Allons, je pars. Il faut que je m’en aille. Un autre bourreau, qui ne tue pas d’un coup, m’emporte : j’appartiens à la vie. Je distingue sa méchanceté, désormais, à travers le masque. Il me sépare de toi, chère victime ; il a prise sur moi, comme sur ton pauvre corps la terre.

Je revois cette chair fraternelle, le crâne parfait dont j’aimais à presser entre mes mains la longue et forte olive, l’ardent miroir du front, la belle main au bout du poignet mince, brun et long, et l’étroite cheville. Mais ses yeux, ô mon âme, ses yeux ?… — Qu’est-ce donc que la mort pour ne pas même épargner les yeux vivants de ceux que nous aimons ?

Si tu savais… Après toi, je ne suis qu’un grand sanglot. Si tu savais… Tu sortirais de ce lieu et de ce sommeil terribles. Non, il vaut mieux que tu ne saches pas.
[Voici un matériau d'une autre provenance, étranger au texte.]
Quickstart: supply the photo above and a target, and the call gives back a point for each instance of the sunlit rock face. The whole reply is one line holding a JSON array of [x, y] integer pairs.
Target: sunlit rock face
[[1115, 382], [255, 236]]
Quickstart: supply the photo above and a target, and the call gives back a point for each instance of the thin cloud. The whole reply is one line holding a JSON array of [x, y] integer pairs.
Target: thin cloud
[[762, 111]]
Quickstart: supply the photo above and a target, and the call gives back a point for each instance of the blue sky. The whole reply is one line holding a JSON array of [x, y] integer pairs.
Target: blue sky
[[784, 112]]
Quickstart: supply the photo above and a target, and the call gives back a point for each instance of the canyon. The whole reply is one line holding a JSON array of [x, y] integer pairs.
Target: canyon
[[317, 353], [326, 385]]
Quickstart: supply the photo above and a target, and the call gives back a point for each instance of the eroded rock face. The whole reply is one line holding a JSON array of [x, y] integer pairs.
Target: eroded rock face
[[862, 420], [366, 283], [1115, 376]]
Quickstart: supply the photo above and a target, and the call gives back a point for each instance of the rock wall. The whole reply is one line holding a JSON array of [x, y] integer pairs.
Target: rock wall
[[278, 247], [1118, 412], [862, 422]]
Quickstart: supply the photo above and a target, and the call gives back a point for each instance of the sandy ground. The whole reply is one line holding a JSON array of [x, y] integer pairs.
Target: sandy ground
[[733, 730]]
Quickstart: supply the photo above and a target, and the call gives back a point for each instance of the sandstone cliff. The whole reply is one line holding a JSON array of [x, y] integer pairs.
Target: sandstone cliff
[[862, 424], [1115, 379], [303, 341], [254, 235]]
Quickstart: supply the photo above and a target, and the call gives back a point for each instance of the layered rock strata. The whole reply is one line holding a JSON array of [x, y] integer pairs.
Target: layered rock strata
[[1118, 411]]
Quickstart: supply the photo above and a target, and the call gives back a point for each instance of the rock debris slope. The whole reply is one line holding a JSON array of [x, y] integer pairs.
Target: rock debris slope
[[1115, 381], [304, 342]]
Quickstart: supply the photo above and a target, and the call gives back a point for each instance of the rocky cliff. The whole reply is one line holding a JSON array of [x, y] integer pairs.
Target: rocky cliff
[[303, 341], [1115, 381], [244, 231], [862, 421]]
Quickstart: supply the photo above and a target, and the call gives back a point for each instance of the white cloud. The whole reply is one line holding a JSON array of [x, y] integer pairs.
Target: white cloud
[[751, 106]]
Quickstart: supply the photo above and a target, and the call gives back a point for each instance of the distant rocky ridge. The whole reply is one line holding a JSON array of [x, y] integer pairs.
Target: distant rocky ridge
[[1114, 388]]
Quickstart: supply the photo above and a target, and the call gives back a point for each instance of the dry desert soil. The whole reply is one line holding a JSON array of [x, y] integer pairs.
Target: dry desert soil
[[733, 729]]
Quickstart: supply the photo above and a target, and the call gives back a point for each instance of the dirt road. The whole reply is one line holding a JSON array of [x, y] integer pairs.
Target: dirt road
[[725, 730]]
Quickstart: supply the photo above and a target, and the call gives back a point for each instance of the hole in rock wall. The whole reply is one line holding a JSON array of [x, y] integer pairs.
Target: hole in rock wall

Je pars, et tu me retiens. Tu demeures, et je te prends avec moi. Je ne suis plus ce que je suis. Tu n’es plus ce que tu es. Je t’emporte sur la voie déserte, où il faut que je finisse ma route, sans savoir pourquoi, par d’obscures étapes, pour un terme inconnu ; je te porte, toi qui m’as donné le bras si souvent, sans plus espérer que tu me portes ni me soutiennes. Je ne sais plus ce que je sais. Je pars, et je demeure à cette porte des ténèbres, derrière le mur qui me sépare comme toi, ô mon frère, de la ville vivante.